Object of desire

At a glance, it could be easily missed sitting among Grandma’s things. It didn’t sparkle like her prisms or sun catchers did. Nor did it have any unique markings that might tempt a child’s fantasy but it did. Her wild imagination created a different story for the treasure every time she gazed upon it. Why did it have to be on the do not touch shelf? It didn’t look breakable. It didn’t look like it was worth millions but what did her young mind know about grown up things. She longed to tuck it into her backpack. What virtue hides inside. It was a mystery she needed to solve.

The admired paragon sat silently beside a angel cherub holding a feather. There was a miniature glass terrarium with a metal frame that cast colors of the rainbow across the wall every afternoon with the setting sun on the other side of the shelf. It shined pretty but it wasn’t what the little girl wanted to wrap her chubby fingers around. She wanted to know what secrets it held. And besides she could see what was inside unlike the object of her attraction without a latch to open it.

Would her Gram miss it? How much trouble would she be in if she took off the shelf? She studied it from every angle but decided that she couldn’t disappoint her Grandmother by breaking the rule.

“Logic will get you from A to Z; imagination will get you everywhere.”-Albert Einstein

Years later, the paragon of her childhood imagination no longer captivated her because it didn’t hold hidden treasures from a pirate ship. Nor did it have a unique gem from a secret lover. It was simply a box made of dark cherry wood with rounded corners. Why did she foolishly imagine it must be valuable. Not having a latch made a young mind curious, but she was older now and didn’t care.
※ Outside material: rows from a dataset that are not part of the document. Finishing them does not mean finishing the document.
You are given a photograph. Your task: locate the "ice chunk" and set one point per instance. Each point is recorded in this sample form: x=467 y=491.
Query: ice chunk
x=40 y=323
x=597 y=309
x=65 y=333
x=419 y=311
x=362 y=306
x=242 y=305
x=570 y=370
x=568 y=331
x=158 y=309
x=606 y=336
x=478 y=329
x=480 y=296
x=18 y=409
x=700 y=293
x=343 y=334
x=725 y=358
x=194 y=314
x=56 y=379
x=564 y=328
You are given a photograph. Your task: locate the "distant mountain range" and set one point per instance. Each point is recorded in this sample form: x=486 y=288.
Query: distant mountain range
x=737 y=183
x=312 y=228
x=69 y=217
Time passed and it was forgotten like many other unexplained childhood fascinations.

“You can’t depend on your eyes when your imagination is out of focus.” -Mark Twain

Until….

She picked up her beloved cat’s ashes from the veterinarian’s office. She opened the box and inside was a dark cherry wooden box. Her childhood fixation was an urn, just like the one she was holding in her hand. Now, she understood why it sat next to the cherub on the do not touch shelf.

She wished more than anything she wasn’t grasping this cherry box in her hand. She would rather be holding her beloved cat.